Out-of-School Rate


The out-of-school rate is defined as the proportion of children and young people in the official age range who are not enrolled in pre-primary, primary, secondary, or higher levels of education. It is designed to show how many children or youth in each country or region should be enrolled in school but are not.

Today, there are 250 million children out of school, a rise of 6 million from the year before, largely as a result of the mass exclusion of girls from education in Afghanistan but also of slow progress around the world.

These numbers means that if you took six children at random from around the world, one of them would likely not be in school today. Not being on track with countries’ SDG 4 benchmark targets already means that 58 million who should have been in school already by now, if progress were steady, have been denied their chance to go to primary school. But we can turn progress around.  We need to enrol a child every 2 seconds between now and 2030 if countries are to achieve their targets.

This website consolidates out-of-school rate information from a variety of sources in order to produce complete and more coherent estimates as is described in more detail below the graph

We invite users to explore breakdowns by region, income group, level, and sex below. Data can be explored by country as well.

How are these figures calculated?

The out-of-school rate is frequently reported in two ways. It can be expressed as:

  1. A percentage of the population in the official age range for a given level of education, or
  2. The total number of children and young people out-of-school.

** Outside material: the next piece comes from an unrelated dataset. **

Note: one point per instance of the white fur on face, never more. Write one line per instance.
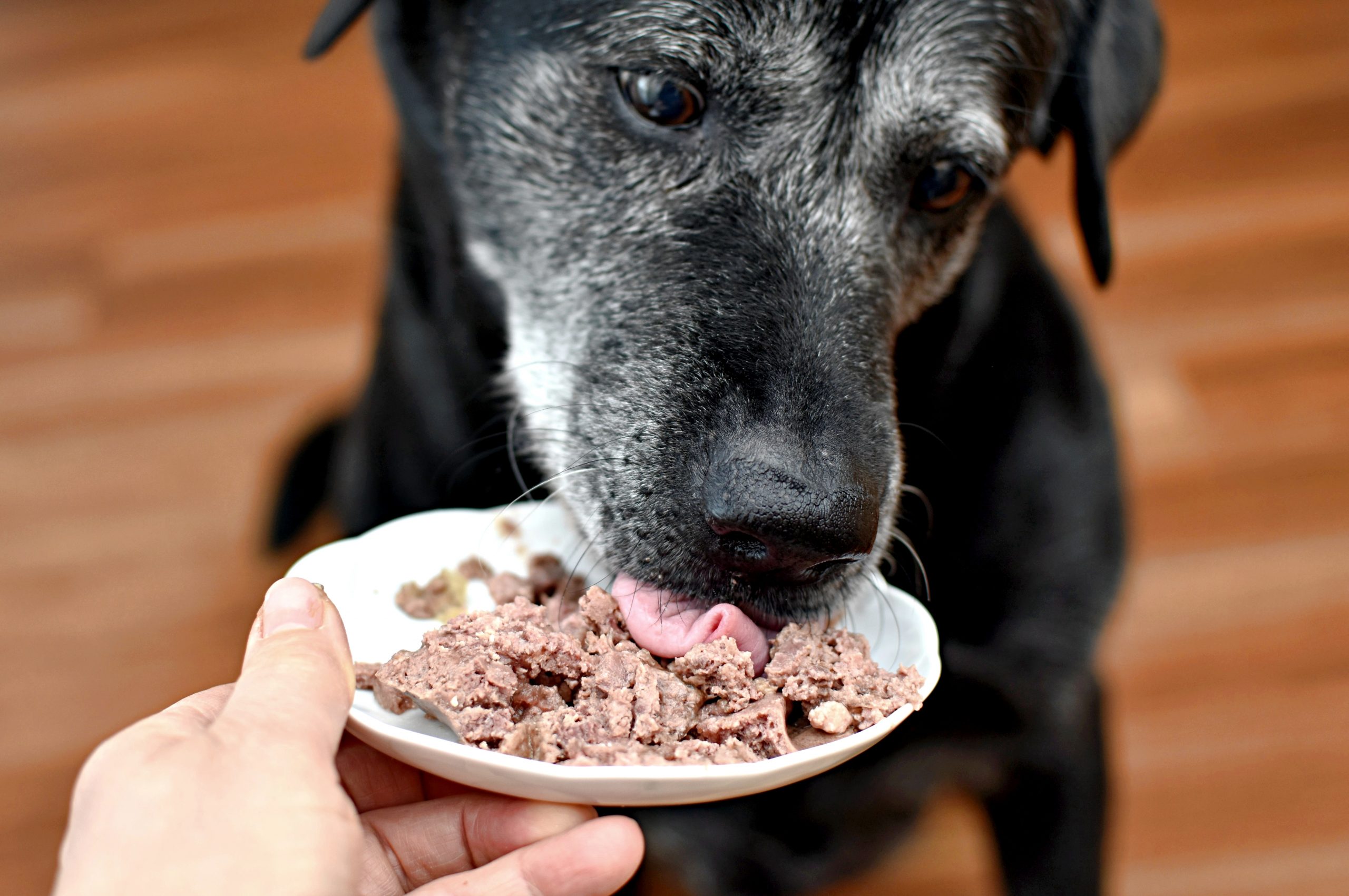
(567, 203)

Computing the out-of-school rate relies on the use of administrative data capturing student enrollment by age and sex, collected and disseminated by Ministries of Education. As a direct source, these data should in theory provide a ‘gold standard’ for estimating the out-of-school rate and other enrollment indicators. However, there are challenges involved with this type of data. Many countries do not currently have the data infrastructure necessary to produce complete and reliable enrollment counts. Secondly, population estimates must be sourced separately from administrative enrollment counts resulting in inconsistencies.

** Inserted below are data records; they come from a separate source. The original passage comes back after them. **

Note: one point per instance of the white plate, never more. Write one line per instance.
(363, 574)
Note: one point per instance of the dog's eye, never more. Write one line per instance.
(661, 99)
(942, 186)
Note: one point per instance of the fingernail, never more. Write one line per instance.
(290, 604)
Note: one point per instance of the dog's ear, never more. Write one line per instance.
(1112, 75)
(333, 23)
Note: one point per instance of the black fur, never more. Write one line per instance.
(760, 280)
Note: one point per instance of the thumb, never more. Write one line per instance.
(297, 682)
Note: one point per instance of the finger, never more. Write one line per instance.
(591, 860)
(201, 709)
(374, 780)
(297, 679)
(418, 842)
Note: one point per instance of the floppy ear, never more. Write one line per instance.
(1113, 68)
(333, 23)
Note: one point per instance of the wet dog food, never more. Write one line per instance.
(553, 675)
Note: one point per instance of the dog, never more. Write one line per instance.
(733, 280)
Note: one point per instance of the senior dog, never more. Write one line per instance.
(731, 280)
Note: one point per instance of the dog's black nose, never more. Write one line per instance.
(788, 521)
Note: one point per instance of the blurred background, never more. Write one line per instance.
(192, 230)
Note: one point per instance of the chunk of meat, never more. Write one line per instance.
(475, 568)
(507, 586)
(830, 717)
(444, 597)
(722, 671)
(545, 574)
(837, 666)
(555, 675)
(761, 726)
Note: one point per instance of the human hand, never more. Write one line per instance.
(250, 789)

Alternatively, survey data can be used to compute the out-of-school rate. Household surveys typically include questions regarding the attendance status of children and young people in the household. However, survey data have their own set of challenges. Survey providers have distinct approaches and samples, creating the possibility of inconsistencies. Household surveys are also infrequent and thus require methods that can produce estimates in between waves.

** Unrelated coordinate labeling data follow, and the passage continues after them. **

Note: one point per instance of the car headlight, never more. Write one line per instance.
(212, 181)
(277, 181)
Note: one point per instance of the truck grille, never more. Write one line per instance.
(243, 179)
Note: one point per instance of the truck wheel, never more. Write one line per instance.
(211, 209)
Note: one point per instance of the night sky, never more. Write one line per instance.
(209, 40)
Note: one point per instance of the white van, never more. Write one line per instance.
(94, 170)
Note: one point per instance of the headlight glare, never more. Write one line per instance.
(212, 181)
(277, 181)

The distinct challenges faced by the two sources of data necessitate approaches that can consolidate out-of-school rate information from a variety of sources and produce complete and coherent estimates. To fulfill this need, the UIS and the GEM Report have developed a statistical model to estimate out-of-school rates. The purpose of this website is to present national, regional, and global estimates of out-of-school rates and numbers and explain the thinking behind the decisions made to address the challenges in modelling this specific indicator.